How Do Companies Use Synthetic Data in Machine Learning?

Dr. Sigal Shaked, CTO of Datomize

For original article, click here.

You can’t launch a machine learning project without data, but you can’t use your data for machine learning if this poses a disclosure risk. This conundrum has frustrated the plans of companies across all sectors for years. Sure, there are plenty of privacy-enhancing technologies out there, but none of them offer a perfect solution. The risk of data leaks and re-identification are a constant barrier.

Unless, that is, you use synthetic data in machine learning projects. Synthetic data is a method of data generation for machine learning that creates an entirely artificial dataset from the original data, retaining all of the statistical distribution and insight, but without tracing back to any real people. You can then use this synthetic test data for any data science purpose you like without worrying about the disclosure risk. Exactly what you decide to do with that data next depends on your industry and the specific needs of your business. For example, synthetic data for financial services enables banks and other financial institutions to build models that vastly improve KYC and customer onboarding while minimizing lending risk. Other industries might want to focus their efforts on improving marketing or removing inefficiencies from their supply chains.

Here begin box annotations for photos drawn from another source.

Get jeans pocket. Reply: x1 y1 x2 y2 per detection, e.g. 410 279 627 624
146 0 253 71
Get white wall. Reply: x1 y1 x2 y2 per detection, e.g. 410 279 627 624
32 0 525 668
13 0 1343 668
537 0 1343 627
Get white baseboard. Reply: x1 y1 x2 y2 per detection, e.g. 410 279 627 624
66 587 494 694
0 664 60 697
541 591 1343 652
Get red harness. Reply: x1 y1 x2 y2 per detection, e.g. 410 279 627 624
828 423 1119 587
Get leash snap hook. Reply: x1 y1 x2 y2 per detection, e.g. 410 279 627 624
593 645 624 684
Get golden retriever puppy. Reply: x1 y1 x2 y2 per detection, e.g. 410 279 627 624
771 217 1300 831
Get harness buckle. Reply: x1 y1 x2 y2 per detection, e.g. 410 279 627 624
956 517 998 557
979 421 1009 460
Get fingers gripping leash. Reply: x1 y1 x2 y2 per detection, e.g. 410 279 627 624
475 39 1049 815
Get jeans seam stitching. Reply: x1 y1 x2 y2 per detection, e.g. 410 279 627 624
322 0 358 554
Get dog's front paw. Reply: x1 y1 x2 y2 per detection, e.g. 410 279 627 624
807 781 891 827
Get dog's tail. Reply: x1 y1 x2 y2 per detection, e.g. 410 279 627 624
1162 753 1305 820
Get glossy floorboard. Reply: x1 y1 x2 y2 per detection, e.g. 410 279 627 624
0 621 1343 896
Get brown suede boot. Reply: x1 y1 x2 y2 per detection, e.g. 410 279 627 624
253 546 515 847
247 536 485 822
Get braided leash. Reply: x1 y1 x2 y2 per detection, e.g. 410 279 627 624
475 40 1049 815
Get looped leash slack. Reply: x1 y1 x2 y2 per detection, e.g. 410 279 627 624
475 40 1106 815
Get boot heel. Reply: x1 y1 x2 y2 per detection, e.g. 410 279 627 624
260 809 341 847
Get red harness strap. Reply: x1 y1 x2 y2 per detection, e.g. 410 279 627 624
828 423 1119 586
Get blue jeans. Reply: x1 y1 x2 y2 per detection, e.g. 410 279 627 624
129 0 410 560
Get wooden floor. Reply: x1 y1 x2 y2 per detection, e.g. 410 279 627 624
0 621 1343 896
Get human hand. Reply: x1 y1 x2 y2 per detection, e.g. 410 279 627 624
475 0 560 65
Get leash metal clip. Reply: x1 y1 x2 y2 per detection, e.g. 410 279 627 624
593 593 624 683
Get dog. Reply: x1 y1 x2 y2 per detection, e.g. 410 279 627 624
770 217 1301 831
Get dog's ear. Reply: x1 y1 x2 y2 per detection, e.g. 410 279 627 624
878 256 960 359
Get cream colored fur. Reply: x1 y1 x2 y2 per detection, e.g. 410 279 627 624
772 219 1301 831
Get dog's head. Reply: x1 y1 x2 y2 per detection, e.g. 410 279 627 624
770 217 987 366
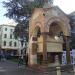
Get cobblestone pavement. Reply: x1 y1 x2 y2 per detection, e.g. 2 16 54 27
0 60 74 75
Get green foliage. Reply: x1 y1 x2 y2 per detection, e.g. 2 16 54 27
3 0 44 40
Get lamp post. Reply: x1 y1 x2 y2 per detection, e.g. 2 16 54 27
19 38 26 56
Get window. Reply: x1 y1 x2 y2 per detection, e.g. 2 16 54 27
14 42 17 47
5 28 7 31
9 41 12 46
4 41 6 46
10 34 12 39
10 29 13 32
4 34 7 38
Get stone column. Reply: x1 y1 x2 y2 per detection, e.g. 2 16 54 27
29 37 37 65
42 32 47 64
55 55 61 75
65 36 70 64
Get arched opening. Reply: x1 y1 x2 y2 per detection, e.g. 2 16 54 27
49 22 62 38
47 22 63 63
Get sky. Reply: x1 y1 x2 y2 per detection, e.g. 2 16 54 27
0 0 75 25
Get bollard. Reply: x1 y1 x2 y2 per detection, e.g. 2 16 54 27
73 64 75 75
55 55 61 75
56 66 61 75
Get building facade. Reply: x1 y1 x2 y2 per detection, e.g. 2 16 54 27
0 25 25 56
28 0 71 65
68 12 75 49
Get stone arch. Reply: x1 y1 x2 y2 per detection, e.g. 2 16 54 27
46 17 70 36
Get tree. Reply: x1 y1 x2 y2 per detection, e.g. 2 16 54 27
3 0 45 41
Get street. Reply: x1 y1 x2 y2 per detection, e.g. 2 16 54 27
0 60 74 75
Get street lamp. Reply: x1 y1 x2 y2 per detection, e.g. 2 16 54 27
19 38 26 56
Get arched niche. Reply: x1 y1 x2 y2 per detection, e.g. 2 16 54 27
46 17 71 36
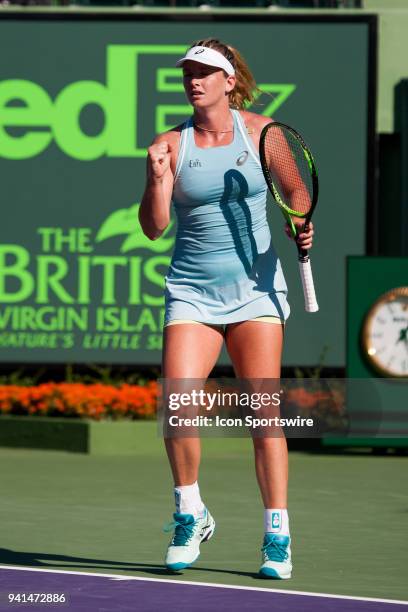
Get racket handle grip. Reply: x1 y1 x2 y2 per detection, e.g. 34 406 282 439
299 257 319 312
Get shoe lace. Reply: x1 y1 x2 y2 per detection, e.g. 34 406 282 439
261 538 289 561
163 520 197 546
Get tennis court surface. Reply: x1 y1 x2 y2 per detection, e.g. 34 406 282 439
0 568 407 612
0 439 408 612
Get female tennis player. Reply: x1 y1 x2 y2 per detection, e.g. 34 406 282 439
139 39 313 579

Synthetic Data Generation Open Up Machine Learning Opportunities in Three Key Ways:

1. It Gives You a Risk-Free Training Dataset for Machine Learning

How much of your valuable data is currently locked away in silos or behind walls of encryption, keeping it safe? How many months or years does it take to go through the requisite compliance hoops to free up that data so you can use it in machine learning projects? With synthetic data generation, you can skip these steps and jump straight to experimenting with your data. Rather than waiting around until the underlying data is no longer fresh enough to deliver genuinely useful insights, your synthetic test data is ready to use immediately, without any risk of disclosure or re-identification.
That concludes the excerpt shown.